Acccount_num start_dt end_dt
A111326 02/01/2016 02/11/2016
A111326 02/12/2016 03/05/2016
A111326 03/02/2016 03/16/2016
A111331 02/28/2016 02/29/2016
A111331 02/29/2016 03/29/2016
A999999 08/25/2015 08/25/2015
A999999 12/19/2015 12/22/2015
A222222 11/06/2015 11/10/2015
A222222 05/16/2016 05/17/2016
Both A111326 and A111331 should be identified as contiguous data and A999999 and
A222222 should be identified as discontinuous data.In my code I currently use the following query to identify discontinuous data. The A111326 is also erroneously identified as discontinuous data.

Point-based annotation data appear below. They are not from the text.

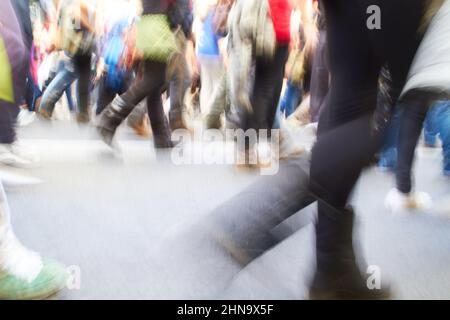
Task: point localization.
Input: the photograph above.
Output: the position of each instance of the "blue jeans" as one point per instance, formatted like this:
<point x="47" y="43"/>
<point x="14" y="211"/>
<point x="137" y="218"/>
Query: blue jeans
<point x="437" y="123"/>
<point x="78" y="67"/>
<point x="61" y="83"/>
<point x="289" y="103"/>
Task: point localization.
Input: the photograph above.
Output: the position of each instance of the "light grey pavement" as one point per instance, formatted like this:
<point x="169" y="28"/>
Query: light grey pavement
<point x="128" y="224"/>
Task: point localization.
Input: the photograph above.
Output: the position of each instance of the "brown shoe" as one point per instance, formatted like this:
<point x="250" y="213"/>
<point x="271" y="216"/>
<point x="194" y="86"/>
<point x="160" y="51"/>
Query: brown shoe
<point x="143" y="129"/>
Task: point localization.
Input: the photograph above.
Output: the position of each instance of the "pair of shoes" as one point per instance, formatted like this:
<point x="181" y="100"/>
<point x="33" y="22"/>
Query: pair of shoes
<point x="16" y="155"/>
<point x="111" y="118"/>
<point x="24" y="275"/>
<point x="25" y="118"/>
<point x="142" y="129"/>
<point x="44" y="114"/>
<point x="50" y="280"/>
<point x="338" y="275"/>
<point x="397" y="201"/>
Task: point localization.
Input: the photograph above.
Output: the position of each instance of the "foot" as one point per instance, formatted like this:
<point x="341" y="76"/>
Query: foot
<point x="23" y="273"/>
<point x="397" y="201"/>
<point x="25" y="118"/>
<point x="106" y="135"/>
<point x="142" y="129"/>
<point x="50" y="280"/>
<point x="163" y="142"/>
<point x="44" y="114"/>
<point x="177" y="121"/>
<point x="16" y="155"/>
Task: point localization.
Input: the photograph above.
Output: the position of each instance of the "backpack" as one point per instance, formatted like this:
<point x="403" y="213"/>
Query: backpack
<point x="71" y="37"/>
<point x="6" y="81"/>
<point x="181" y="15"/>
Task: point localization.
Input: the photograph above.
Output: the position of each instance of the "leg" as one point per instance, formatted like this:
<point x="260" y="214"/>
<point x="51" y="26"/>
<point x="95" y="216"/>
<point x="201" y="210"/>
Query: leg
<point x="415" y="111"/>
<point x="179" y="84"/>
<point x="443" y="123"/>
<point x="267" y="89"/>
<point x="430" y="128"/>
<point x="105" y="96"/>
<point x="83" y="67"/>
<point x="64" y="78"/>
<point x="151" y="75"/>
<point x="356" y="56"/>
<point x="158" y="119"/>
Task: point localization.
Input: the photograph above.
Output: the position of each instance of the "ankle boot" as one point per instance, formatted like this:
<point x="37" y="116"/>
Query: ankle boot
<point x="338" y="275"/>
<point x="111" y="118"/>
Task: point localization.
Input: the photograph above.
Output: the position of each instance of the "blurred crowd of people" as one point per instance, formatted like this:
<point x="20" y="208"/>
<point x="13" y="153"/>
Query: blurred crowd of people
<point x="275" y="65"/>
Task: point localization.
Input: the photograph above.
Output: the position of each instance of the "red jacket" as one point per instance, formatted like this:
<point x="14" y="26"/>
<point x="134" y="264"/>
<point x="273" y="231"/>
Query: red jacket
<point x="280" y="11"/>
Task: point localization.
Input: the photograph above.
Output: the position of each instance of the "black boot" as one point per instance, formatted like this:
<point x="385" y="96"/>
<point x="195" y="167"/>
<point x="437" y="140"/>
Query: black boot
<point x="111" y="118"/>
<point x="338" y="275"/>
<point x="177" y="120"/>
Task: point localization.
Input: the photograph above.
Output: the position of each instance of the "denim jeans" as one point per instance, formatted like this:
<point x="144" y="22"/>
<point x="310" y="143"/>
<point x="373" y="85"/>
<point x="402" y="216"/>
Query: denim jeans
<point x="75" y="68"/>
<point x="437" y="123"/>
<point x="388" y="154"/>
<point x="288" y="104"/>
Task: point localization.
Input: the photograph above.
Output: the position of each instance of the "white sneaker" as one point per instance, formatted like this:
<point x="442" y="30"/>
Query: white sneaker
<point x="18" y="260"/>
<point x="25" y="118"/>
<point x="15" y="155"/>
<point x="397" y="201"/>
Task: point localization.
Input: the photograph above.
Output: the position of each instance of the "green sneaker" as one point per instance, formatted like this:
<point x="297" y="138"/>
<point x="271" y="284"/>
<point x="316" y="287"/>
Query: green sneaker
<point x="50" y="281"/>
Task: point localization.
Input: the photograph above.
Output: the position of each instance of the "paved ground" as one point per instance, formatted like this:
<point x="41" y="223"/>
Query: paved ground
<point x="124" y="223"/>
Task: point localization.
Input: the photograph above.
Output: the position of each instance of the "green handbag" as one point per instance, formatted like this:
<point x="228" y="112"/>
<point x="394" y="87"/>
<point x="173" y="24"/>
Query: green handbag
<point x="155" y="39"/>
<point x="6" y="82"/>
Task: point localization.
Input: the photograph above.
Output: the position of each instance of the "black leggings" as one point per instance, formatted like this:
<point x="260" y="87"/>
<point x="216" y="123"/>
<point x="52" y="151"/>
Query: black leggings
<point x="347" y="142"/>
<point x="267" y="90"/>
<point x="150" y="84"/>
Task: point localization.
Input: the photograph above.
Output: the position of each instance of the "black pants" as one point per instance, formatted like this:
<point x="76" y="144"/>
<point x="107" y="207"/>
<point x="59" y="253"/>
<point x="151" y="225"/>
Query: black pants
<point x="347" y="142"/>
<point x="319" y="77"/>
<point x="106" y="94"/>
<point x="150" y="84"/>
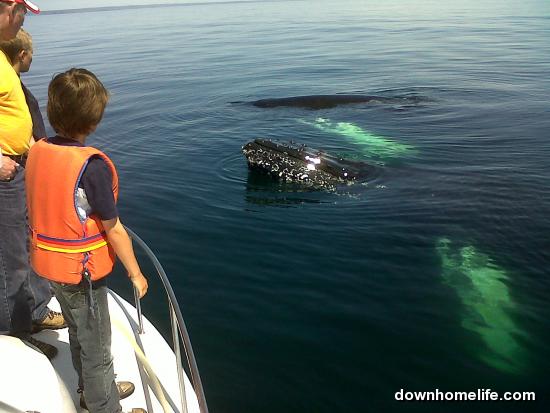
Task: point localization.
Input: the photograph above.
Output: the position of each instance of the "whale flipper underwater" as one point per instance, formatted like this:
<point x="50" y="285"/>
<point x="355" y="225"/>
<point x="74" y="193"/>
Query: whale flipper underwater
<point x="297" y="163"/>
<point x="330" y="101"/>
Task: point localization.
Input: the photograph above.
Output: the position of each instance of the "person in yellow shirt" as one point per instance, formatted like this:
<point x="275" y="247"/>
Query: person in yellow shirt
<point x="15" y="140"/>
<point x="19" y="51"/>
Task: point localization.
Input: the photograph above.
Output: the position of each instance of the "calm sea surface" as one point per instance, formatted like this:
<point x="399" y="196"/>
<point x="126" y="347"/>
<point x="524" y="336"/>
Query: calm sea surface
<point x="434" y="274"/>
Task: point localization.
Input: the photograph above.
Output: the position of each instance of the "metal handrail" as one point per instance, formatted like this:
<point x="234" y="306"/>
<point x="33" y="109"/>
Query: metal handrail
<point x="177" y="326"/>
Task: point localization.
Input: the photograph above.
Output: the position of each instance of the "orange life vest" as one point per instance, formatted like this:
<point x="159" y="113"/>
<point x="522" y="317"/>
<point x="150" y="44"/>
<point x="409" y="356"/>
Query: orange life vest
<point x="62" y="244"/>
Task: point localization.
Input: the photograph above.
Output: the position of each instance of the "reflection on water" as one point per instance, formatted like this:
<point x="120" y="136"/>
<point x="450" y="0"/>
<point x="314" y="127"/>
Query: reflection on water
<point x="372" y="146"/>
<point x="481" y="286"/>
<point x="262" y="190"/>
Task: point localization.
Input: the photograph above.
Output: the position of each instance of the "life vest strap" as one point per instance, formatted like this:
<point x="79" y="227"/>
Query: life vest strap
<point x="70" y="246"/>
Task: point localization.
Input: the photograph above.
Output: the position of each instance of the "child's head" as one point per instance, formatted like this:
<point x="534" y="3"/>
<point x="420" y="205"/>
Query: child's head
<point x="19" y="50"/>
<point x="76" y="102"/>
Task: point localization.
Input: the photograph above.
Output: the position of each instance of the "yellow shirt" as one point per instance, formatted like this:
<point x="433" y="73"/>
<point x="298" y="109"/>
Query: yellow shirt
<point x="15" y="118"/>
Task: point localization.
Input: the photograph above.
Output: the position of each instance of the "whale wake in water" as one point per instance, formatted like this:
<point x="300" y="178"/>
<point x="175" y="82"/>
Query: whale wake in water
<point x="372" y="146"/>
<point x="330" y="101"/>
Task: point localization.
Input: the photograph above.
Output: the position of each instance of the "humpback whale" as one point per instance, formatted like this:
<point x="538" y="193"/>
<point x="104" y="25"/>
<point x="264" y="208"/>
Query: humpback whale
<point x="482" y="287"/>
<point x="297" y="163"/>
<point x="330" y="101"/>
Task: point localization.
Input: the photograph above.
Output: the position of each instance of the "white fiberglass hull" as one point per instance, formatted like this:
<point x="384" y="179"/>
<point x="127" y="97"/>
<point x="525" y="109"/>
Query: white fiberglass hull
<point x="29" y="382"/>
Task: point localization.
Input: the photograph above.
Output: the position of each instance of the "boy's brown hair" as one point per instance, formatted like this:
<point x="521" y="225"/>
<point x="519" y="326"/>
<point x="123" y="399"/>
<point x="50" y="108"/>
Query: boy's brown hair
<point x="23" y="41"/>
<point x="76" y="102"/>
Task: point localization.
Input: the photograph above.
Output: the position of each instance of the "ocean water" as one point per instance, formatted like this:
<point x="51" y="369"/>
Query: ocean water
<point x="434" y="274"/>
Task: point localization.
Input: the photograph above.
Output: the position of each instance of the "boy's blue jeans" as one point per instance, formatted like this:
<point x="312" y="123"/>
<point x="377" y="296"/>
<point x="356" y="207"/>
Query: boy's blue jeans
<point x="15" y="300"/>
<point x="90" y="342"/>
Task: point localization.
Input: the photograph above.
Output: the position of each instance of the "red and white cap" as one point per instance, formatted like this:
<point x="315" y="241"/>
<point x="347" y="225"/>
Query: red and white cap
<point x="28" y="4"/>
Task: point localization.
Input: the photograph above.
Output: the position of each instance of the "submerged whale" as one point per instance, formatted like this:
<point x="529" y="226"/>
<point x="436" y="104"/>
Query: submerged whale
<point x="297" y="163"/>
<point x="330" y="101"/>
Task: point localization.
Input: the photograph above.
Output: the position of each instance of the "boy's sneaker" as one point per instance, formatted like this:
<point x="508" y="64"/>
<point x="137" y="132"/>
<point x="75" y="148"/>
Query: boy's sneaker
<point x="47" y="349"/>
<point x="125" y="389"/>
<point x="52" y="321"/>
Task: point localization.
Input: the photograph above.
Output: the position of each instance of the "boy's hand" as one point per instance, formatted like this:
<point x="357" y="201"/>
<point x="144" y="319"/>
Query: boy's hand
<point x="140" y="282"/>
<point x="7" y="168"/>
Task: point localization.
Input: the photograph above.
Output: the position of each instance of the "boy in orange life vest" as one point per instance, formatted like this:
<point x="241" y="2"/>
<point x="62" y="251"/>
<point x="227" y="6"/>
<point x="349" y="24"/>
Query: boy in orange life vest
<point x="76" y="231"/>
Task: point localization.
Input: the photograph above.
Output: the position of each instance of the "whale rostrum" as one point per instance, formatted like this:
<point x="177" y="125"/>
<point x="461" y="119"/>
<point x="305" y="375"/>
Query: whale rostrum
<point x="292" y="162"/>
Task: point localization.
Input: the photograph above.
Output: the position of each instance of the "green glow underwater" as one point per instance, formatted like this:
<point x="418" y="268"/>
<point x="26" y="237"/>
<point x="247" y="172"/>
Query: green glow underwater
<point x="481" y="287"/>
<point x="372" y="146"/>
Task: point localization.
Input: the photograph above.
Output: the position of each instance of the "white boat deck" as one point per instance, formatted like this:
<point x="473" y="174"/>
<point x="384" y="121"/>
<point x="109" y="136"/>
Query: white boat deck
<point x="30" y="383"/>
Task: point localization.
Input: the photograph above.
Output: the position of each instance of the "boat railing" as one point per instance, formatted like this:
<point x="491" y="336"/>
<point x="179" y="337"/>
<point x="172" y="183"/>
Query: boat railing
<point x="178" y="330"/>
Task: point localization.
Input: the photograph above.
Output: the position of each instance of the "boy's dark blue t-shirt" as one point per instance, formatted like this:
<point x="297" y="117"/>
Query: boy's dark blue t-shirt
<point x="96" y="181"/>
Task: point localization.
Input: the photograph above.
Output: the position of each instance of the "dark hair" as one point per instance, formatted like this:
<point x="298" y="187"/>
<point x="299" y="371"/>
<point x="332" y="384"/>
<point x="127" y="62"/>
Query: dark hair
<point x="76" y="102"/>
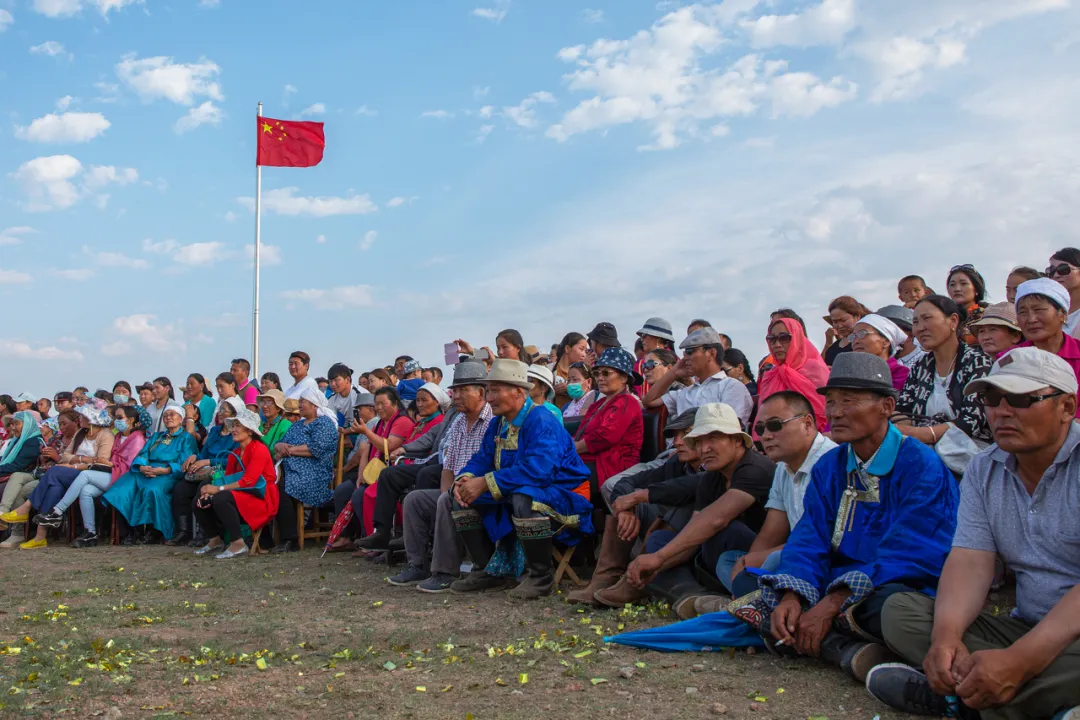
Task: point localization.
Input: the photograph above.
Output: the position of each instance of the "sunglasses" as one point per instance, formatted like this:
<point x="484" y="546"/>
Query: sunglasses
<point x="774" y="425"/>
<point x="994" y="397"/>
<point x="1058" y="270"/>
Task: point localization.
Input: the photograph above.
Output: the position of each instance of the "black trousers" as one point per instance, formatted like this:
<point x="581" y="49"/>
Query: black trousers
<point x="286" y="516"/>
<point x="221" y="514"/>
<point x="395" y="483"/>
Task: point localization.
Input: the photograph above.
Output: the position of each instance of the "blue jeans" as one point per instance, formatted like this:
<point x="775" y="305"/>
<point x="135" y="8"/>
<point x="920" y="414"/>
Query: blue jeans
<point x="727" y="564"/>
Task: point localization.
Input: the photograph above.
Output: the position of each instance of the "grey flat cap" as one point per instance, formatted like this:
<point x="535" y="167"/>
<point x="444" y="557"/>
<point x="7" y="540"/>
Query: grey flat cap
<point x="860" y="371"/>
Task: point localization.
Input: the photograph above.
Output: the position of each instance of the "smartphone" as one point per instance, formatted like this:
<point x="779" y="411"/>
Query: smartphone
<point x="451" y="353"/>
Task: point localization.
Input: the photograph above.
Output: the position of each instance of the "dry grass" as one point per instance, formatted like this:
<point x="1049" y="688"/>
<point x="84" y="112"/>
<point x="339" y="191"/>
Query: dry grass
<point x="152" y="632"/>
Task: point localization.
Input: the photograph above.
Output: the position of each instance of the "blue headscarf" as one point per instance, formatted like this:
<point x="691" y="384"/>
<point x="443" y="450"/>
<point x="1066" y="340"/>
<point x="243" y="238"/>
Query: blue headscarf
<point x="30" y="432"/>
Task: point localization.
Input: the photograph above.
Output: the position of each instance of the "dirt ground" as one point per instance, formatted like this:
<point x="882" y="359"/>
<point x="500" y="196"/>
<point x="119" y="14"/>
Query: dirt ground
<point x="152" y="632"/>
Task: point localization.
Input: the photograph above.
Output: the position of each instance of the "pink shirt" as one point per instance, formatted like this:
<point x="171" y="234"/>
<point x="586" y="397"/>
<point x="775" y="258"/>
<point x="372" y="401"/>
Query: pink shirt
<point x="124" y="451"/>
<point x="1069" y="353"/>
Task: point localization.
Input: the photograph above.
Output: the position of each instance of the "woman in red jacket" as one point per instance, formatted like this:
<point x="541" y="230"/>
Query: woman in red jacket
<point x="609" y="437"/>
<point x="247" y="491"/>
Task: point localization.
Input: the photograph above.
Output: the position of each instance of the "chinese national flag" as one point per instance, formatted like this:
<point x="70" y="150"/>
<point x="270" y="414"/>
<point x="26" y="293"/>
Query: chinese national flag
<point x="288" y="144"/>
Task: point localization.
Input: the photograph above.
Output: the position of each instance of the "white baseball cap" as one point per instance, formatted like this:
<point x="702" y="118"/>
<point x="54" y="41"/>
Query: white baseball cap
<point x="1024" y="370"/>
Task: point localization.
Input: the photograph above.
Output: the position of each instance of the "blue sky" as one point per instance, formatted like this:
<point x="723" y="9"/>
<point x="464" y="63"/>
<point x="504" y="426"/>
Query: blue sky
<point x="490" y="164"/>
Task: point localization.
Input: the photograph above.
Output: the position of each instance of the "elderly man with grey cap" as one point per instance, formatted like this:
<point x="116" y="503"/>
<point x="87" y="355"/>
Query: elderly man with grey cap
<point x="877" y="519"/>
<point x="524" y="487"/>
<point x="1018" y="500"/>
<point x="702" y="360"/>
<point x="432" y="544"/>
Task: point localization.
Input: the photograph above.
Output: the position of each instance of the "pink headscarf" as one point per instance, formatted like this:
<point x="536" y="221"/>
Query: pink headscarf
<point x="802" y="371"/>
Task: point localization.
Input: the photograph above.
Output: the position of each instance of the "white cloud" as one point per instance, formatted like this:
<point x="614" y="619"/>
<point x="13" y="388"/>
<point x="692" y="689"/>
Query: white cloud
<point x="592" y="16"/>
<point x="524" y="113"/>
<point x="48" y="181"/>
<point x="335" y="298"/>
<point x="143" y="328"/>
<point x="69" y="8"/>
<point x="11" y="235"/>
<point x="495" y="14"/>
<point x="200" y="254"/>
<point x="13" y="277"/>
<point x="268" y="254"/>
<point x="24" y="351"/>
<point x="659" y="78"/>
<point x="66" y="127"/>
<point x="284" y="201"/>
<point x="160" y="78"/>
<point x="825" y="24"/>
<point x="50" y="48"/>
<point x="110" y="259"/>
<point x="207" y="113"/>
<point x="76" y="275"/>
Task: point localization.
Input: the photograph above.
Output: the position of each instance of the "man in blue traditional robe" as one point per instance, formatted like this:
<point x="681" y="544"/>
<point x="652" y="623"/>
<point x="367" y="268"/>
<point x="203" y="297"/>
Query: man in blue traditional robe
<point x="879" y="516"/>
<point x="525" y="481"/>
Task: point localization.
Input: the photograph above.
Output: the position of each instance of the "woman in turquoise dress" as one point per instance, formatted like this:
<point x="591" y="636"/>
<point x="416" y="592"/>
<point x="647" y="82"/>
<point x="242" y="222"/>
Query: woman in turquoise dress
<point x="144" y="494"/>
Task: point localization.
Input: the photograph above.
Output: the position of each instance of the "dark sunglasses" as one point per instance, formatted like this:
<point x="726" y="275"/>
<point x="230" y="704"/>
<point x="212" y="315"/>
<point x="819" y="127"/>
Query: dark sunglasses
<point x="994" y="397"/>
<point x="1058" y="270"/>
<point x="774" y="425"/>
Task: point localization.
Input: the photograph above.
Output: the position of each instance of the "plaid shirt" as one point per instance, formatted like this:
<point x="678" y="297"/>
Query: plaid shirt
<point x="462" y="443"/>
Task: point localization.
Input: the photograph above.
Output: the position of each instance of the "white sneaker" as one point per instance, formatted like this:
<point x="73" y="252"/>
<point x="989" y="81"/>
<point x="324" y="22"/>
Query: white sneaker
<point x="229" y="554"/>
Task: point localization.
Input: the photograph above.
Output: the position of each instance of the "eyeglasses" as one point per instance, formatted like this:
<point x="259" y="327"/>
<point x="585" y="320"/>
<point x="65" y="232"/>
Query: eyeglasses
<point x="774" y="425"/>
<point x="1058" y="270"/>
<point x="994" y="397"/>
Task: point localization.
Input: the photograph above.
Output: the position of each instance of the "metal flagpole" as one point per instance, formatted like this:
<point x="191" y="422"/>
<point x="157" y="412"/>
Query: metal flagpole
<point x="258" y="229"/>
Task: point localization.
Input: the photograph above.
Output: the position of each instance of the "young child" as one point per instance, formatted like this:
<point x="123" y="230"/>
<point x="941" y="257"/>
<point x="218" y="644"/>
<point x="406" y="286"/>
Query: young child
<point x="912" y="289"/>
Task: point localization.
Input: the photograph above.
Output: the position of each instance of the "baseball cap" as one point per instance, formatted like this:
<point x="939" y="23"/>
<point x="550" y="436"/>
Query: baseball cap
<point x="1024" y="370"/>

Please help to modify the below code so that A111326 is not identified as discontinuous data.Thanks in advance for your help.
(SELECT account_num
FROM (SELECT account_num,
(MAX (
END_DT)
OVER (PARTITION BY account_num
ORDER BY START_DT))
START_DT,
(LEAD (
START_DT)
OVER (PARTITION BY account_num
ORDER BY START_DT))
END_DT
FROM x
WHERE (START_DT + 1) <=
(END_DT - 1))
WHERE START_DT < END_DT);
Oracle Setup:
CREATE TABLE accounts ( Account_num, start_dt, end_dt ) AS
SELECT 'A', DATE '2016-02-01', DATE '2016-02-11' FROM DUAL UNION ALL
SELECT 'A', DATE '2016-02-12', DATE '2016-03-05' FROM DUAL UNION ALL
SELECT 'A', DATE '2016-03-02', DATE '2016-03-16' FROM DUAL UNION ALL
SELECT 'B', DATE '2016-02-28', DATE '2016-02-29' FROM DUAL UNION ALL
SELECT 'B', DATE '2016-02-29', DATE '2016-03-29' FROM DUAL UNION ALL
SELECT 'C', DATE '2015-08-25', DATE '2015-08-25' FROM DUAL UNION ALL
SELECT 'C', DATE '2015-12-19', DATE '2015-12-22' FROM DUAL UNION ALL
SELECT 'D', DATE '2015-11-06', DATE '2015-11-10' FROM DUAL UNION ALL
SELECT 'D', DATE '2016-05-16', DATE '2016-05-17' FROM DUAL UNION ALL
SELECT 'E', DATE '2016-01-01', DATE '2016-01-02' FROM DUAL UNION ALL
SELECT 'E', DATE '2016-01-05', DATE '2016-01-06' FROM DUAL UNION ALL
SELECT 'E', DATE '2016-01-03', DATE '2016-01-07' FROM DUAL;
Query:
WITH times ( account_num, dt, lvl ) AS (
SELECT Account_num, start_dt - 1, 1 FROM accounts
UNION ALL
SELECT Account_num, end_dt, -1 FROM accounts
)
, totals ( account_num, dt, total ) AS (
SELECT account_num,
dt,
SUM( lvl ) OVER ( PARTITION BY Account_num ORDER BY dt, lvl DESC )
FROM times
)
SELECT Account_num,
CASE WHEN COUNT( CASE total WHEN 0 THEN 1 END ) > 1
THEN 'N'
ELSE 'Y'
END AS is_contiguous
FROM totals
GROUP BY Account_Num
ORDER BY Account_Num;
Output:
ACCOUNT_NUM IS_CONTIGUOUS
----------- -------------
A Y
B Y
C N
D N
E Y
Alternative Query:
(It's exactly the same method just using UNPIVOT rather than UNION ALL.)
SELECT Account_num,
CASE WHEN COUNT( CASE total WHEN 0 THEN 1 END ) > 1
THEN 'N'
ELSE 'Y'
END AS is_contiguous
FROM (
SELECT Account_num,
SUM( lvl ) OVER ( PARTITION BY Account_Num
ORDER BY CASE lvl WHEN 1 THEN dt - 1 ELSE dt END,
lvl DESC
) AS total
FROM accounts
UNPIVOT ( dt FOR lvl IN ( start_dt AS 1, end_dt AS -1 ) )
)
GROUP BY Account_Num
ORDER BY Account_Num;
WITH cte AS (
SELECT
AccountNumber
,CASE
WHEN
LAG(End_Dt) OVER (PARTITION BY AccountNumber ORDER BY End_Dt) IS NULL THEN 0
WHEN
LAG(End_Dt) OVER (PARTITION BY AccountNumber ORDER BY End_Dt) >= Start_Dt - 1 THEN 0
ELSE 1
END as discontiguous
FROM
#Table
)
SELECT
AccountNumber
,CASE WHEN SUM(discontiguous) > 0 THEN 'discontiguous' ELSE 'contiguous' END
FROM
cte
GROUP BY
AccountNumber;
One of your problems is that your contiguous desired result also includes overlapping date ranges in your example data set. Example A111326 Starts on 3/2/2016 but ends the row before on 3/5/2015 meaning it overlaps by 3 days.